O Tanoeiro da Ribeira

quarta-feira, setembro 25, 2019

MAS QUE HÁ COINCIDÊNCIAS, HÁ...


Primeira – No dia oito de setembro, quando me preparava para ir à missa da festa da Senhora de Campanhã, li, no «facebook», um texto do dia anterior - “Amanhã, Dia da Natividade de Nossa Senhora, - O Seu Aniversário “ - que transcrevia uma parte do “Sermão do Nascimento da Mãe de Deus”, do P. António Vieira:
"Quereis saber quão feliz, quão alto é e quão digno de ser festejado o Nascimento de Maria? “
“Perguntai aos enfermos para que nasce esta celestial Menina, dir-vos-ão que nasce para Senhora da Saúde; perguntai aos pobres, dirão que nasce para Senhora dos Remédios; perguntai aos desamparados, dirão que nasce para Senhora do Amparo; perguntai aos desconsolados, dirão que nasce para Senhora da Consolação; perguntai aos tristes, dirão que nasce para Senhora dos Prazeres; perguntai aos desesperados, dirão que nasce para Senhora da Esperança. Os cegos dirão que nasce para Senhora da Luz, os discordes para Senhora da Paz, os desencaminhados para Senhora da Guia, os cativos para Senhora do Livramento, os cercados para Senhora do Socorro, os quase vencidos para Senhora da Vitória. Dirão os pleiteantes que nasce para Senhora do Bom Despacho, os navegantes para Senhora da Boa Viagem, os temerosos da sua fortuna para Senhora do Bom Sucesso, os desconfiados da vida para Senhora da Boa Morte, os pecadores todos para Senhora da Graça, e todos os seus devotos para Senhora da Glória. E se todas estas vozes se uniram em uma só voz, todas estas perguntas em uma só pergunta, e todas estas respostas em uma só resposta, ou, mais abreviadamente, todos estes nomes em um só nome, dirão que nasce Maria para ser Maria, e para ser Mãe de Jesus

Segunda - Quem encaminhou o texto foi o P. Justino Lopes. Em 1971, no Colóquio Europeu de Paróquias, em Estrasburgo, conheci dois presbíteros da diocese de Lamego: o cónego Rafael, depois bispo de Bragança, e o, então, pároco de Nespereira, Cinfães que nunca mais encontrei. Quando - 46 anos depois (8/6/2017) - visitei, com o grupo «Boa Memória», a matriz de Vila Nova de Paiva foi nosso guia o seu pároco. No final, cheguei à conclusão que ele era o pároco de Nespereira que estivera comigo em Estrasburgo. Ficámos felizes!

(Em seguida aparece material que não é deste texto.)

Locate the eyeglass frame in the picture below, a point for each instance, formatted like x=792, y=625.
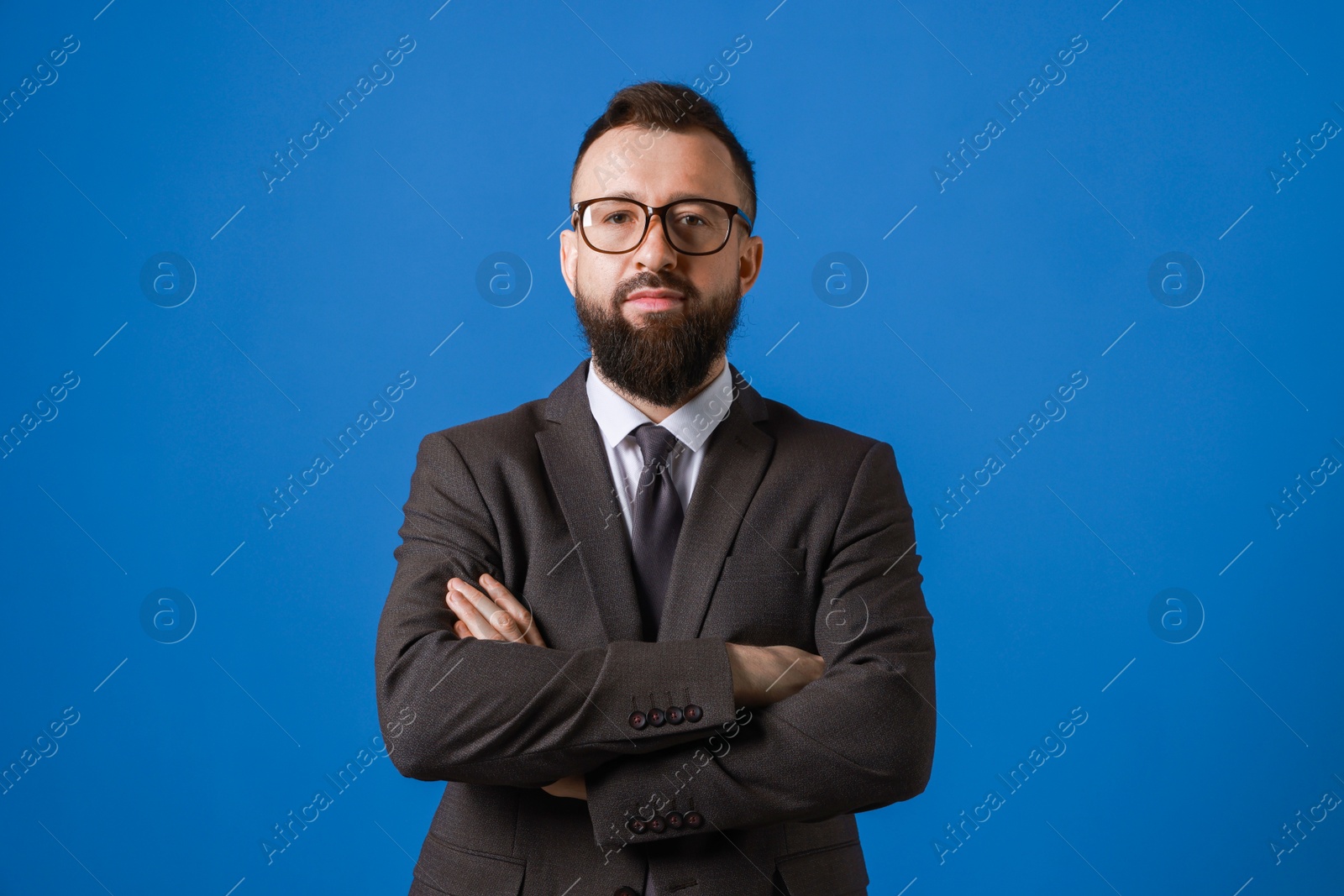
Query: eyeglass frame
x=649, y=211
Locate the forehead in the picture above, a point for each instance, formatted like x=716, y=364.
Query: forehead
x=658, y=167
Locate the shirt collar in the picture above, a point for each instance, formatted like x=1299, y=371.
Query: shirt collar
x=692, y=423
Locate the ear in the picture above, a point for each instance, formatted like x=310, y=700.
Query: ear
x=749, y=262
x=570, y=259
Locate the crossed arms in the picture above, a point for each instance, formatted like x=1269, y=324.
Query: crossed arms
x=515, y=712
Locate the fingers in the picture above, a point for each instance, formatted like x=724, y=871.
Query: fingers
x=484, y=618
x=470, y=611
x=511, y=605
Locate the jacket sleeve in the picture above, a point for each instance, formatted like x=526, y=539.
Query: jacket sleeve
x=858, y=738
x=496, y=712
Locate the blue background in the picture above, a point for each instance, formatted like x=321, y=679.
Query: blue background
x=991, y=291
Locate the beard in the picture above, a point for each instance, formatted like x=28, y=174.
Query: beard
x=669, y=356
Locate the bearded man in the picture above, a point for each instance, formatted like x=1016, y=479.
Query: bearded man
x=659, y=634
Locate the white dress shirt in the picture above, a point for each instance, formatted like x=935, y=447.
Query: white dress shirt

Terceira – Disse-me que era leitor da Voz Portucalense desde o tempo em que tal era tido por subversivo, em Lamego. E é seu assinante de longa data. Lia o meu nome mas não imaginava de quem se tratava.

Quarta – Falámos longamente sobre D. António Francisco, seu colega no seminário, que ambos admirávamos. No final, pediu-me para lhe apresentar cumprimentos.

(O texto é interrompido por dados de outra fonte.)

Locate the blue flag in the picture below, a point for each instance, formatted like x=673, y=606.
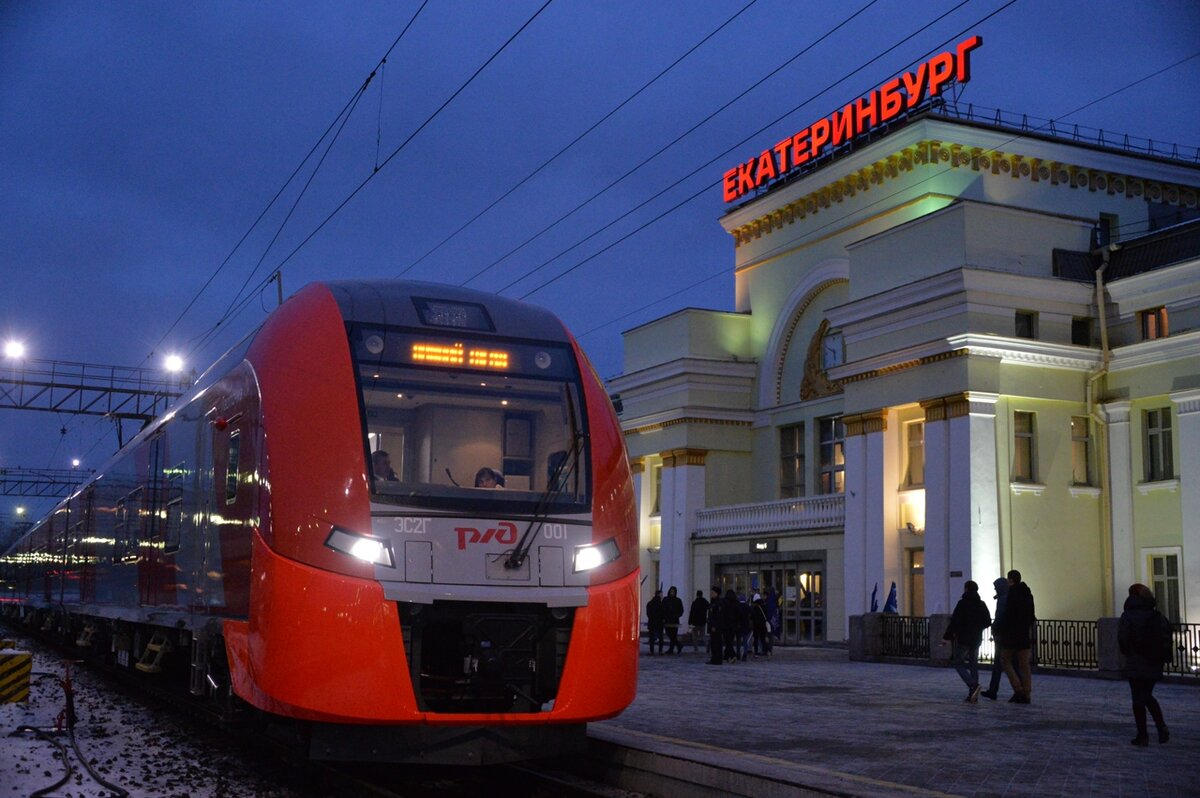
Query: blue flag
x=891, y=604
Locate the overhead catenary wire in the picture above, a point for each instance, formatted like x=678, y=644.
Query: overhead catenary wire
x=579, y=138
x=237, y=309
x=660, y=151
x=343, y=113
x=744, y=141
x=813, y=233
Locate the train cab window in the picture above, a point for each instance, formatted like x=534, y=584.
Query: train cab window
x=450, y=420
x=232, y=466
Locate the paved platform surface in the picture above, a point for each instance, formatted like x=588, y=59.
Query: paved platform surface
x=810, y=717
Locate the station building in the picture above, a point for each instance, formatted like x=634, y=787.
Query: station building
x=959, y=347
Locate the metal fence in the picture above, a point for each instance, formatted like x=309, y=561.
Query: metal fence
x=1056, y=643
x=905, y=636
x=1066, y=643
x=1187, y=652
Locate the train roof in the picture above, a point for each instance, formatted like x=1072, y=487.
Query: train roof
x=399, y=303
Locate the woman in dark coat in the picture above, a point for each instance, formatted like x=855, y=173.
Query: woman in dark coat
x=970, y=618
x=731, y=625
x=672, y=612
x=1140, y=637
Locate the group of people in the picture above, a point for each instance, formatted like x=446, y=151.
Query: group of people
x=729, y=625
x=1012, y=630
x=1144, y=636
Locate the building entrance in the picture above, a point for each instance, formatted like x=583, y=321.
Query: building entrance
x=798, y=589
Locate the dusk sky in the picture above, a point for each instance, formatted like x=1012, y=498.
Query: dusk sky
x=139, y=142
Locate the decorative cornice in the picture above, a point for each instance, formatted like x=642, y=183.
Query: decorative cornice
x=865, y=423
x=797, y=313
x=987, y=161
x=905, y=365
x=1186, y=402
x=688, y=419
x=1116, y=412
x=684, y=457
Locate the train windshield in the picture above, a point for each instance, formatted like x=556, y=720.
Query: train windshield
x=459, y=423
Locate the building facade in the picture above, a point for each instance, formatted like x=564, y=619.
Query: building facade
x=937, y=370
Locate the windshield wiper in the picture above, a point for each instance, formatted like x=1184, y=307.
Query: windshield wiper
x=565, y=467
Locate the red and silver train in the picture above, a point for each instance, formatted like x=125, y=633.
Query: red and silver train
x=315, y=531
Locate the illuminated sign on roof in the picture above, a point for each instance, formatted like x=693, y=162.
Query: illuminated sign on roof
x=880, y=106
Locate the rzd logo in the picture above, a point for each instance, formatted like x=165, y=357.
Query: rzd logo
x=505, y=534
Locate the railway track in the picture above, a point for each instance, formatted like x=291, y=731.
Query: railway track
x=275, y=755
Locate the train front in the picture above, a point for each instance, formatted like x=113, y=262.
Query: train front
x=447, y=565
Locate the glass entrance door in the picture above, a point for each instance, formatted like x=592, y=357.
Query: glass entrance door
x=797, y=589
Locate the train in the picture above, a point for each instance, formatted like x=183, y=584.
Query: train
x=396, y=519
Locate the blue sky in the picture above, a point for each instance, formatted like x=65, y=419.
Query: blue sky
x=141, y=141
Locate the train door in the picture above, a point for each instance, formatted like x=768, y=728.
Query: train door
x=85, y=545
x=150, y=538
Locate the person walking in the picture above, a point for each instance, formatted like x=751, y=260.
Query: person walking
x=715, y=628
x=697, y=619
x=654, y=621
x=997, y=667
x=672, y=613
x=1145, y=639
x=731, y=627
x=761, y=627
x=970, y=618
x=1014, y=631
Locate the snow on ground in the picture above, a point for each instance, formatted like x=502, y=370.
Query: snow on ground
x=147, y=750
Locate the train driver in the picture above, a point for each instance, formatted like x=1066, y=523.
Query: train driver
x=381, y=463
x=489, y=478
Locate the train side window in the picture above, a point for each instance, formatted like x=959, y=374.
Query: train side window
x=232, y=466
x=129, y=519
x=174, y=509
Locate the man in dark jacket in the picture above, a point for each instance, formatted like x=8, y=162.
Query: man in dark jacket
x=715, y=628
x=654, y=621
x=1144, y=636
x=997, y=667
x=697, y=618
x=970, y=618
x=1015, y=631
x=672, y=613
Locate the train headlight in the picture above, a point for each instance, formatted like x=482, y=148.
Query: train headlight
x=595, y=555
x=365, y=547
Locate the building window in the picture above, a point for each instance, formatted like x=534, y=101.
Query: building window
x=1159, y=461
x=1024, y=450
x=1164, y=581
x=915, y=465
x=1153, y=323
x=1080, y=450
x=1081, y=331
x=1026, y=324
x=657, y=483
x=832, y=455
x=1108, y=231
x=791, y=461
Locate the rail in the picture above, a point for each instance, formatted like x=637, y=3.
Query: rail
x=1187, y=652
x=905, y=636
x=1066, y=645
x=810, y=513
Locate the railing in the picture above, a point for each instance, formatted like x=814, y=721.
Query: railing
x=1069, y=132
x=810, y=513
x=1187, y=651
x=905, y=636
x=1066, y=643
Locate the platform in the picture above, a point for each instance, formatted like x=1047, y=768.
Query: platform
x=809, y=721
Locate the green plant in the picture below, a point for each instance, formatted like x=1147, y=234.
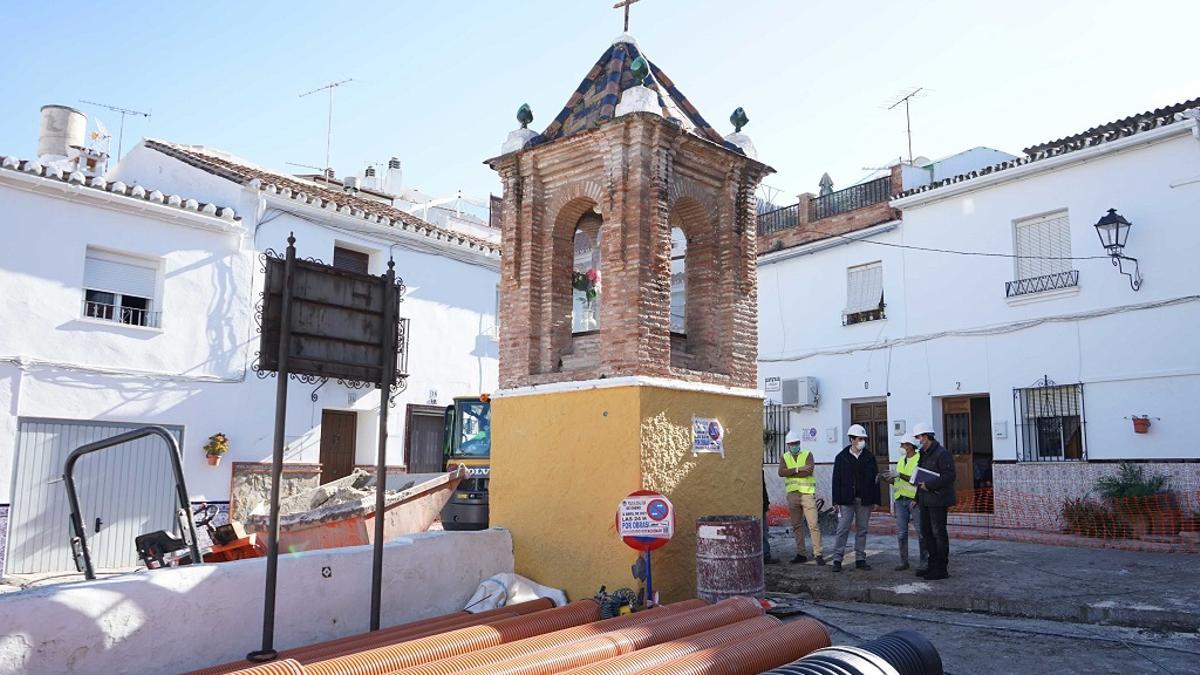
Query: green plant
x=1089, y=518
x=217, y=444
x=1132, y=482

Quinta – Só pude satisfazer este seu pedido, na festa da Senhora de Campanhã (8/9/2017) a que D. António presidiu. Feliz e com luz nos olhos, lembrou esses seus tempos de menino. Ficou-me na alma a ternura daquele sorriso saudoso. Recordei-o e, por ele, dei graças a Deus.

Que a “Senhora-de-Todos- os- Nomes” o acolha na Glória.

E as coincidências não serão pseudónimos de Deus-Providência? (25/9/2019)

 

 

quarta-feira, setembro 18, 2019

O AVIVAR DE VELHAS AMIZADES


Quando jovens, conviveram em múltiplas atividades numa paróquia do Porto. A vida dispersou-os. Após várias décadas, resolveram criar o grupo “EVA- Encontro Velhos Amigos”. E, no dia 6 de julho, foram cerca de 30 os que se juntaram na Praça da Liberdade para uma visita à “Baixa do Porto”.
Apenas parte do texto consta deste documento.